What am I going to write about? What will people want to read?
You’re such an idiot – staying out until 4am without planning for what to write today. It’s past noon EST – you’re losing your touch and you’re going to lose people.
I’ll just be honest.
I woke up this morning with a host of competing emotions. This is day three of SXSW for me, the second time I’ve traveled to Austin for the tech, film, and music festival.
I struggle with vacations. On the one hand, they are an excellent way to let off some steam and refill the tank.

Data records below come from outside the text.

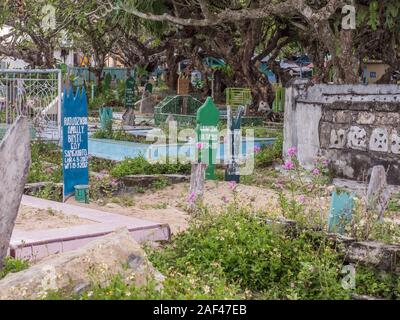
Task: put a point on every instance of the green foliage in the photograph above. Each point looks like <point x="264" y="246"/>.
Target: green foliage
<point x="101" y="165"/>
<point x="12" y="265"/>
<point x="120" y="135"/>
<point x="236" y="254"/>
<point x="140" y="165"/>
<point x="102" y="187"/>
<point x="253" y="256"/>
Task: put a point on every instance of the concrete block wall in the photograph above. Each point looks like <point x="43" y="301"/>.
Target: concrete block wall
<point x="354" y="126"/>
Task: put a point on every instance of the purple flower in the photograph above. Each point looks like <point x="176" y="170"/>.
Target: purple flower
<point x="257" y="149"/>
<point x="292" y="151"/>
<point x="279" y="185"/>
<point x="192" y="198"/>
<point x="316" y="171"/>
<point x="289" y="165"/>
<point x="232" y="184"/>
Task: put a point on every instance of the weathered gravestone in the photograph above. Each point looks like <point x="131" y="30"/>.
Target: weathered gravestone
<point x="106" y="118"/>
<point x="75" y="141"/>
<point x="196" y="190"/>
<point x="340" y="212"/>
<point x="207" y="136"/>
<point x="232" y="170"/>
<point x="378" y="194"/>
<point x="129" y="115"/>
<point x="15" y="156"/>
<point x="107" y="82"/>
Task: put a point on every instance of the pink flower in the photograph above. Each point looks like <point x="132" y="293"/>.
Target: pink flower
<point x="289" y="165"/>
<point x="232" y="184"/>
<point x="316" y="171"/>
<point x="279" y="185"/>
<point x="192" y="198"/>
<point x="292" y="151"/>
<point x="257" y="149"/>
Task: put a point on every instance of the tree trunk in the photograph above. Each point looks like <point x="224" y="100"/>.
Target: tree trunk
<point x="15" y="159"/>
<point x="172" y="74"/>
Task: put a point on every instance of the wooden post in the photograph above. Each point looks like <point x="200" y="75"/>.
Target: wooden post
<point x="15" y="157"/>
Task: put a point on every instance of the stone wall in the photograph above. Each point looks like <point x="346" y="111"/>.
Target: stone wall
<point x="356" y="127"/>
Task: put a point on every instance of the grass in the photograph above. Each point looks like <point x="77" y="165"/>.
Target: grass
<point x="237" y="255"/>
<point x="12" y="265"/>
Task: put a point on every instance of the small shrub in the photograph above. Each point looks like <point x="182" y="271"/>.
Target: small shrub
<point x="12" y="265"/>
<point x="269" y="154"/>
<point x="139" y="165"/>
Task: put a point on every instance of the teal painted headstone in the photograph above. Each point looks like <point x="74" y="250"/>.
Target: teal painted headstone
<point x="74" y="140"/>
<point x="130" y="92"/>
<point x="341" y="212"/>
<point x="207" y="135"/>
<point x="106" y="118"/>
<point x="148" y="88"/>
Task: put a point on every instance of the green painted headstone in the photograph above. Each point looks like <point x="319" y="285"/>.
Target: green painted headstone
<point x="130" y="92"/>
<point x="148" y="87"/>
<point x="106" y="118"/>
<point x="107" y="82"/>
<point x="207" y="135"/>
<point x="341" y="211"/>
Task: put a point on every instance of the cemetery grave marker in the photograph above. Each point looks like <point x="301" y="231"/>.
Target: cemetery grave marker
<point x="183" y="85"/>
<point x="107" y="82"/>
<point x="232" y="170"/>
<point x="378" y="194"/>
<point x="106" y="118"/>
<point x="130" y="84"/>
<point x="207" y="135"/>
<point x="75" y="141"/>
<point x="15" y="156"/>
<point x="340" y="212"/>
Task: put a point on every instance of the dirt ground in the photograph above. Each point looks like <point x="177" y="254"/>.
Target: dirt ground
<point x="168" y="205"/>
<point x="29" y="219"/>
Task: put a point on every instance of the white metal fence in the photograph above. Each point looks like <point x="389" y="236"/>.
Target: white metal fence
<point x="35" y="94"/>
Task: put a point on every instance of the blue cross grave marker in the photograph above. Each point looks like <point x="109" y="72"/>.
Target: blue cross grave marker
<point x="75" y="154"/>
<point x="341" y="211"/>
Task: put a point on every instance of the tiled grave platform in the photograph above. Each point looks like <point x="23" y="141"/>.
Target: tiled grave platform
<point x="38" y="244"/>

When I’m feeling burnt out, it’s great to say, “OK, I’m going to really lean into relaxing and not doing anything.”
But the reality is, this only creates a new and more insidious stress: a sort of cognitive dissonance with myself as shown from some of my first conscious thoughts of the day above.
I’ve gotten better at recognizing destructive and negative thoughts. For example, when I’m doubting or tearing myself down, I disassociate. See above where my inner monologue becomes second person point of view instead of first person. When I’m upset with myself, it’s changes from sentiment of, “I am an idiot” to “you are an idiot.”
As a product manager, I see the biggest responsibilities of my job as pushing the ball forward and/or getting the ball out of my court as quickly as possible. If something is on me to move forward, I take the baton and run so that I can once again hand it off to someone else.
That work never really stops. And it’s especially true for my personal projects, which I’m very excited to share with you. There is no handoff of the baton – it’s all on me. If things aren’t moving forward, it’s because I’m not running with them.
But, I don’t make progress on that while I’m stopping by the Twix house at SXSW and trying out their VR experience.
I don’t expect to ever completely eradicate negativity or self doubt. For now, it’s true progress to recognize it, thank it for being a motivator, and cut myself some slack.
I will probably always have this balancing act of periods of productive reclusion (e.g. every evening last week) and periods of active relaxation (e.g. these four days at SXSW). They aren’t always as extreme – sometimes that balancing comes in the same day.
But when you believe that your advantage is time, it’s hard to feel comfortable leaning into the relaxation.